Reiz- und konsumarme Umgebung

Wenn das die Zaren und Rotarmisten noch erlebt hätten! Die Verbannung nach Sibirien wird zum Exportschlager. Und Sibirien hat endlich ein werbeträchtiges Image und wird zu einer reiz- und konsumarmen Umgebung. Ein hessisches Gericht hat einen Jugendlichen nach Sibirien verbannt. Für neun Monate.
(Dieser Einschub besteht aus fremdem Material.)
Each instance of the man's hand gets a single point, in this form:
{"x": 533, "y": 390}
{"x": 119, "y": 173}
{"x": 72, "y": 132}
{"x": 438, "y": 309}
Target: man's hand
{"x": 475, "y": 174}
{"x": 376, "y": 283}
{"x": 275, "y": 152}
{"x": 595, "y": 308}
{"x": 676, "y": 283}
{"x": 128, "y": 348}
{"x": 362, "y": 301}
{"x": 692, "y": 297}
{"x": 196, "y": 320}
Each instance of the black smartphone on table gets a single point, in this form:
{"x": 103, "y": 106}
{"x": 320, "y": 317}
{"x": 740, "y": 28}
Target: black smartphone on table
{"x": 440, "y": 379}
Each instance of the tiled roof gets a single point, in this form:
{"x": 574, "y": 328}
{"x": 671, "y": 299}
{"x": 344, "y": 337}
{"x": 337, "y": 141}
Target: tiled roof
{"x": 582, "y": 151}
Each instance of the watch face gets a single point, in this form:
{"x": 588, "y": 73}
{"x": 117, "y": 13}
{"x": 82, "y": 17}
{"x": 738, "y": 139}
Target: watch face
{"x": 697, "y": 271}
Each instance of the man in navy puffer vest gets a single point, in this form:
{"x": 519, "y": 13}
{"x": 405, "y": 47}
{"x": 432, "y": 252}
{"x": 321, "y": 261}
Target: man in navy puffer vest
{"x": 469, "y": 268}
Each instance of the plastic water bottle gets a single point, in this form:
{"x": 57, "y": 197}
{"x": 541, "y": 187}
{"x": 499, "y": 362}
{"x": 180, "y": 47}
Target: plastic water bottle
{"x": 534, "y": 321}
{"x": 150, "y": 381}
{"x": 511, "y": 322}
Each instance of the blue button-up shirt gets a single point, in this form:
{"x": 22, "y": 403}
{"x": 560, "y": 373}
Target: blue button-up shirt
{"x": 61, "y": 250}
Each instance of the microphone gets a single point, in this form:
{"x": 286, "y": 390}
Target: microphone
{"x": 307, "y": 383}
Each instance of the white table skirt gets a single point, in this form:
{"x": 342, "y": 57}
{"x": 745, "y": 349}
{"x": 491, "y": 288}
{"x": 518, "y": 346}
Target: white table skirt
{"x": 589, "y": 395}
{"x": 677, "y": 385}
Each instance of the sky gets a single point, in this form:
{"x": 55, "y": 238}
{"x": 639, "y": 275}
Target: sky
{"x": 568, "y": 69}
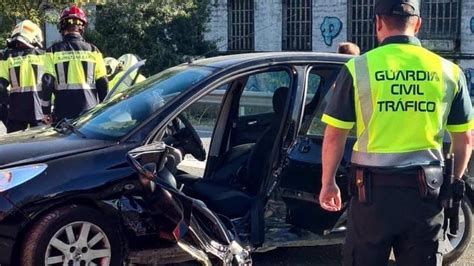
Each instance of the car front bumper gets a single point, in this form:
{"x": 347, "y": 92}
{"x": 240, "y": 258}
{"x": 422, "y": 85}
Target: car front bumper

Alle russischen Schriftsteller von Weltgeltung haben bekanntlich ihr halbes Leben in Sibirien verbracht. Ohne Sibirien kein Dostojewski, kein Solschenizyn. Um die deutsche Literatur zu fördern, hat ein hessisches Gericht nun einen Jugendlichen zu neun Monaten Verbannung in Sibirien verurteilt. Einziger Kamerad in der Einsamkeit von Taiga und Tundra ist ein kälteresistenter Erzieher. Man wolle den Jugendlichen in einer reiz- und konsumarmen Umgebung mit Hilfe dieser erlebnispädagogischen Maßnahme wieder auf den rechten Weg bringen. Die Zaren und Rotarmisten würden sicherlich Bauklötze staunen, wenn sie davon hörten, dass deutsche Beamte eine Verbannung nach Sibirien als Wellness-Erlebnis-Urlaub in reiz- und konsumarmem Klima anpreisen. Dabei haben Euphemismen in Deutschland eine lange Tradition: Arbeit macht frei. Jedem das Seine. An diese Erziehungsparolen reicht man zwar noch nicht heran, aber eine gewisse sprachliche Tradition lässt sich nicht leugnen.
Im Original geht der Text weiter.